Auto Unfallversicherung

Natürlich rechnet man nicht damit, einen Unfall zu haben. Schicksalsschläge erleiden nur die Anderen. Ungern setzt man sich mit diesen Themen auseinander. Dennoch ist es ratsam, sich für den Ernstfall abzusichern.
Oft herrscht Unwissenheit darüber, wann und wo die gesetzliche Unfallversicherung einsetzt. Jeder sollte aber wissen, dass diese nur auf dem Weg zur Arbeit oder zur Schule oder in der Schule selbst, am Arbeitsplatz oder auf dem direkten Heimweg vor finanziellen Folgen eines Unfalls schützt.
Zwei von drei Unfällen ereignen sich jedoch im privaten Umfeld und sind somit von der gesetzlichen Versicherung ausgeschlossen. Kleinkinder und Hausfrauen verfügen über keinerlei gesetzlichen Unfallschutz.
Die privaten Policen versichern zahlreiche Leistungen. Die Kapitalzahlung bei bleibender Invalidität ist der wichtigste Bestandteil. Die Höhe der auszuzahlenden Summe ist individuell festzulegen, sollte aber nicht weniger als 200.000 Euro betragen. Baut man eine Progressionsstaffel ein, dann erhält man ab einem festgelegten Invaliditätsgrad eine überproportional hohe Summe.
Es kann aus zahlreichen Zusatzleistungen ausgewählt werden. So kann eine lebenslange Rentenzahlung vereinbart werden. Diese wird in der Regel ab einem Invaliditätsgrad von 50% monatlich gezahlt.

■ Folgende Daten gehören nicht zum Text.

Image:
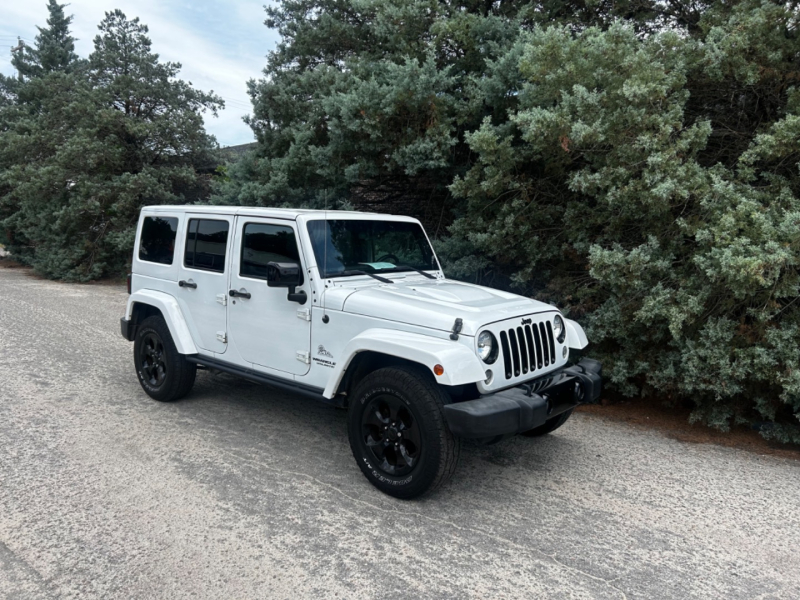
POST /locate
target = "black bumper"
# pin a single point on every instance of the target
(492, 417)
(126, 328)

Schließt man Krankenhausgeld in die Police mit ein, erhält man einen festgelegten Betrag für jeden Tag, den man im Krankenhaus verbringt.
Übergangsleistungen werden gezahlt, wenn die gesundheitliche Beeinträchtigung der Arbeitskraft mindestens 50% ist. Die Summe wird vertraglich festgelegt.

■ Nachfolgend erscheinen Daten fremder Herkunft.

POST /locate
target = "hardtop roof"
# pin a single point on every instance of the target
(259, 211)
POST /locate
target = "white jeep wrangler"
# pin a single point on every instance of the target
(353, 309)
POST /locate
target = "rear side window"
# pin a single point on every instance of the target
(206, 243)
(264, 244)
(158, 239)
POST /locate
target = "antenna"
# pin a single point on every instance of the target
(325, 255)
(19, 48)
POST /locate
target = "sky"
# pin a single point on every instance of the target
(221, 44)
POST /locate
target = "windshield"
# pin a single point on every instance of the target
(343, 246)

Hat man die Zusatzleistung Todesfallleistung gewählt, dann erhalten die Hinterbliebenen eine festgelegte Summe. Es gibt weitere Zusatzleistungen, die man dem Vertrag hinzufügen kann. Meist werden diese bereits durch andere Versicherungen abgedeckt und sind somit nicht von großer Bedeutung. Die günstigsten Verträge gibt es bereits ab 10 Euro monatlich.

Die private Unfallversicherung ist wohl eine der wichtigsten Versicherungen überhaupt. Ab zehn Euro monatlich außerdem für fast jeden erschwinglich, schützt diese vor den finanziellen Folgen unfallbedingter, gesundheitlicher Beeinträchtigungen.
Die Beiträge sind je nach Leistungsumfang unterschiedlich. Es stehen dem Versicherungsnehmer verschiedene Tarifbausteine zur Auswahl. Das Kernstück einer jeden Police ist aber die Invaliditätsgrundsumme. Anhand dieser wird festgelegt, wie viel Geld an den Geschädigten im Falle einer gesundheitlichen Beeinträchtigung ausgezahlt wird. Die Summe hängt von dem Grad der Invalidität ab. Außerdem ist ausschlaggebend, ob ein linearer oder ein progressiver Vertrag abgeschlossen wurde.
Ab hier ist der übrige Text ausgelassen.